I lumber back downstairs to finish packing snack and putting away laundry.
 
“Mommy? Mo-o-o-mmy?”
 
I walk to the landing with a sigh. “Yes, buddy?”
 
“I need to go potty.”
 
“So, go potty.” He smiles big, wrapping his arm around my shoulder as I climb the stairs. “Let me guess. You took a nap in the car on the way home from camp today, didn’t you?”
 
He bounces into the bathroom. “What do you think I’m going to say?”
 
“I think you’re going to say, ‘yes’.”
 
He makes a silly face then nods. We goof with our faces going from stern to giggles. “Do you want to come in and see what I drew after I go potty?”
 
“Sure, baby. Then it’s bedtime.”
 
He digs out a pile of sketches that he has produced in the few minutes I was downstairs. This one shows an elaborate series of ladders and several emergency vehicles including two medi-vac helicopters. “It’s an underground hospital,” he tells me. “That’s blood. All full of blood. And that’s the thing with the wheels they take the people out of the helicopter on.”
 
“A stretcher?”
 
“Yep. And this is an ambulance.

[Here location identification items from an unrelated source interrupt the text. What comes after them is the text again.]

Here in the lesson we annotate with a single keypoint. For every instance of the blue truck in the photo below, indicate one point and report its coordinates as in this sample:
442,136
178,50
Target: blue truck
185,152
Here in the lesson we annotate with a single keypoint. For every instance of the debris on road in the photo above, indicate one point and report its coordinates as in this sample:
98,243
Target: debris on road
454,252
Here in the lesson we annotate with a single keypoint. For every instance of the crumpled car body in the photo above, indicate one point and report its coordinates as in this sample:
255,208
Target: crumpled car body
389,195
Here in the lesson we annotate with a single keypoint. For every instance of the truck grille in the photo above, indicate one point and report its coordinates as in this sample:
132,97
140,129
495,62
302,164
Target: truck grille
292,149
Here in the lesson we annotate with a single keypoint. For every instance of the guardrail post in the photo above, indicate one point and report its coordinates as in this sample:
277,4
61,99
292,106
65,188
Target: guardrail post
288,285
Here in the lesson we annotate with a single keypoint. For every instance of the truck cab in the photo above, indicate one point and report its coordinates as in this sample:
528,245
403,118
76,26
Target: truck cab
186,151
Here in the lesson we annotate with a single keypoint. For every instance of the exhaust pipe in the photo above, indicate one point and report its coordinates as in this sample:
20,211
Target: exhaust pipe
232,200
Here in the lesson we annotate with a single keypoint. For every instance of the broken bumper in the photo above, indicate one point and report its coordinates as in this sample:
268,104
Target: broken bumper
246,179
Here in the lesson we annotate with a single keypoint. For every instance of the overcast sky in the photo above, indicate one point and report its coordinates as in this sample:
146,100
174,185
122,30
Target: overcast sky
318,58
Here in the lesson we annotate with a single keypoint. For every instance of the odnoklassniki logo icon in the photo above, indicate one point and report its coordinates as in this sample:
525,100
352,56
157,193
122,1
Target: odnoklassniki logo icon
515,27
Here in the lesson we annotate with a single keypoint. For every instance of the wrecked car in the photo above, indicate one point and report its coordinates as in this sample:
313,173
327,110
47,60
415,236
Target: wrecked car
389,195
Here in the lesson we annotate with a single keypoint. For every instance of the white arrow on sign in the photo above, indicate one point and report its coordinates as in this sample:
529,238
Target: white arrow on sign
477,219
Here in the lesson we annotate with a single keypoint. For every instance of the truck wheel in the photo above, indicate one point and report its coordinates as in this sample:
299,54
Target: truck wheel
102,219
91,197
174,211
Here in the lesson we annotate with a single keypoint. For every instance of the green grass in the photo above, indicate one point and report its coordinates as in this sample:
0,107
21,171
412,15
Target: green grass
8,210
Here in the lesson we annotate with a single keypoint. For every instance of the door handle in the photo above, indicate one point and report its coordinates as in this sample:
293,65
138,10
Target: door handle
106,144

And here is the X-Ray machine.”
 
“Baby, it is so far past your bedtime, it’s not even funny.”
 
“Okay.”
 
I go downstairs to make copies of his paperwork to start the new before-school program.
 
“Mommy? Mo-o-o-mmy?”
 
I take a deep breath, round the foyer, and mount the stairs. “Bedtime,” I say quietly. “No more coloring.”
 
“But why aren’t you in bed?”
 
“Because I can’t finish my chores with someone calling me upstairs every seventeen seconds. Here. Hop into bed. We’re done.” I take away the clipboard and set it on the floor and put the sack of markers in the drawer. He pulls the blanket up.
 
Gently, gently, I make the offer. “How about a song to help you get to sleep?”
 
He nods and wiggles down under the blanket. “Okay. Will you lay down with me?”
 
“You bet.”
 
“And maybe do all three songs?”
 
“Sure thing, buddy.”
 
He smiles his dozy, droop-eyed smile and presses up against me. As the tune leaves my lips, I hear every word of every verse much more clearly than I have in years.
 
Tonight is probably not the last page of this chapter, but how could I know if it were? We just never know how close we are to the end. There is no way to flip ahead to see. I sing him the whole of each song well past his bedtime and deep into slumber. I add a free fourth tune for good measure just to make up for all the ones I will never hum into his drowsy neck again once he says goodbye to the lullaby for good.
 

Let’s not talk about fare-the-wells now
The night is a starry dome.

As long as this moment lasts, I sing my boy to sleep.
 

From Joni Mitchell’s “Carey” off the forever twilight album, Blue.